Kitap Tanıtımı |
Kanuna uygun karar vermek için sadece Ceza ve Ceza Muhakemesi Kanunu hükümlerini bilmek yeterli olmamakta, başta Türk Ticaret Kanunu olmak üzere birçok özel Kanunu da incelemek gerekmektedir,
Kitabı hazırlarken 765 sayılı Türk Ceza Kanununun sahtekarlık suçlarıyla ilgili hükümleri ile 5237 sayılı Türk Ceza Kanununun hükümlerini birlikte yorumlayıp değerlendirmeye çalıştık.
Zira 1.6.2005 tarihinden önce işlenen suçlar nedeniyle lehe olan cezanın belirlenmesinde 765 sayılı Türk Ceza Kanunu hükümleri gözetileceği gibi sahtekarlık suçlarında ortak unsur olan kavramlarla ilgili (Örneğin; belgenin tanımı, aldatma yeteneği gibi) 765 sayılı Türk Ceza Kanununun yürürlükte olduğu dönemdeki açıklama ve yorumlar 5237 sayılı Türk Ceza Kanunu hükümlerinin uygulanmasında da geçerliliğini koruyacaktır.
765 sayılı Türk Ceza Kanununda sahtekarlık suçları 316-357. maddeleri arasında düzenlenmişti. 5237 sayılı Türk Ceza Kanununda ise 197-212. maddeleri arasında düzenlenmiştir. 765 sayılı Türk Ceza Kanununda "Mala Karşı Suçlar" bölümünde yer alan (m. 509) açığa imzanın kötüye kullanılması suçu da 5237 sayılı Türk Ceza Kanununda "Kamu Güvenine Karşı Suçlar" bölümünde (m. 209) yer almaktadır.
5237 sayılı Türk Ceza Kanununda sahtekarlık suçlarının, 765 sayılı Türk Ceza Kanununa göre daha az sayıda maddede düzenlenmesi uygulamada kolaylık sağlamış ise de 5237 sayılı Kanunun sahtekarlık suçlarına ilişkin hükümleri ile 765 sayılı Kanunun anılan suçlara ilişkin hükümlerinin özenli bir şekilde karşılaştırılmaması halinde kişi özgürlüğünün sınırlanması sonucunu da doğuracak nitelikte pek çok yanlış uygulamaya da neden olunacaktır.
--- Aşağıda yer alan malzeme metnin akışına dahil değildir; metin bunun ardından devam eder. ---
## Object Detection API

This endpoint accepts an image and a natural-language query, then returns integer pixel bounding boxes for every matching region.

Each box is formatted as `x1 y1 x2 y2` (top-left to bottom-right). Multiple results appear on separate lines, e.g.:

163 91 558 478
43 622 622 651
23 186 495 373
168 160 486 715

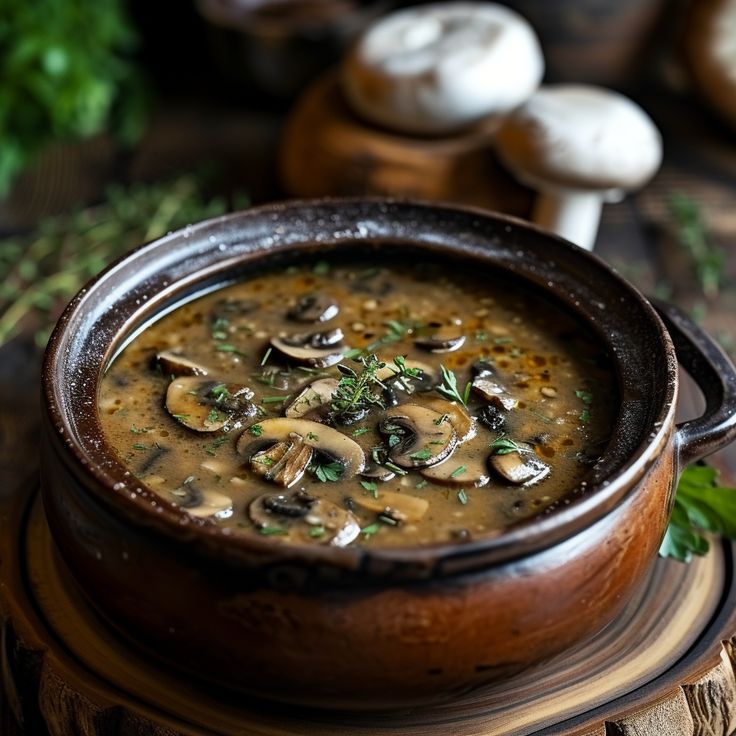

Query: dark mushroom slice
248 491 360 547
250 432 314 488
355 491 429 524
170 481 233 519
378 404 457 468
285 378 338 419
288 294 340 322
237 417 365 479
155 350 210 376
471 376 519 411
271 329 347 368
414 325 465 353
488 442 550 486
420 437 490 488
376 358 439 394
166 376 258 432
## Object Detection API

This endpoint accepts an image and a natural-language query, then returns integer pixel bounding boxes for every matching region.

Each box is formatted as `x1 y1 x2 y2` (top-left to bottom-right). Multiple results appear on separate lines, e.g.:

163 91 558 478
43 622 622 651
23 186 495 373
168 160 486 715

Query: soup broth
99 260 617 546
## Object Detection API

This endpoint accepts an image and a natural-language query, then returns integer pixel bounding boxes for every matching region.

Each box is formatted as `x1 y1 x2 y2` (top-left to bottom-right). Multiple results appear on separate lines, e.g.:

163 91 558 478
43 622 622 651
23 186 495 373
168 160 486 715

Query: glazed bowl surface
42 200 736 709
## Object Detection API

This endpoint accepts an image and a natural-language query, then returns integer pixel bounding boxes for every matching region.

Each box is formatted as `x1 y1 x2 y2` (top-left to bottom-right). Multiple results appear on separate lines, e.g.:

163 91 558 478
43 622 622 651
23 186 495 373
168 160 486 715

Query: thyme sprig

Kitabımızı hazırlarken titizlik gösterdiğimiz konulardan birisi de 5237 sayılı Türk Ceza Kanunu ile 765 sayılı Türk Ceza Kanununun sahtekarlık suçlarıyla ilgili maddelerini karşılaştırmak olmuştur. Bu nedenle 5237 sayılı Türk Ceza Kanununun sahtekarlık suçlarını düzenleyen maddelerinin altına 765 sayılı Kanunun ilgili maddelerini de yazdık.
Kitabımızın "açıklamalar" bölümünde bilimsel kaynaklardaki düşünceleri de yansıtmaya çalıştık. Zira öğreti ve uygulamanın, birbirlerini karşılıklı olarak etkileyen, birbirlerinden yararlanmak zorunda olan kurumlar olduğu gerçeğini göz ardı edemezdik.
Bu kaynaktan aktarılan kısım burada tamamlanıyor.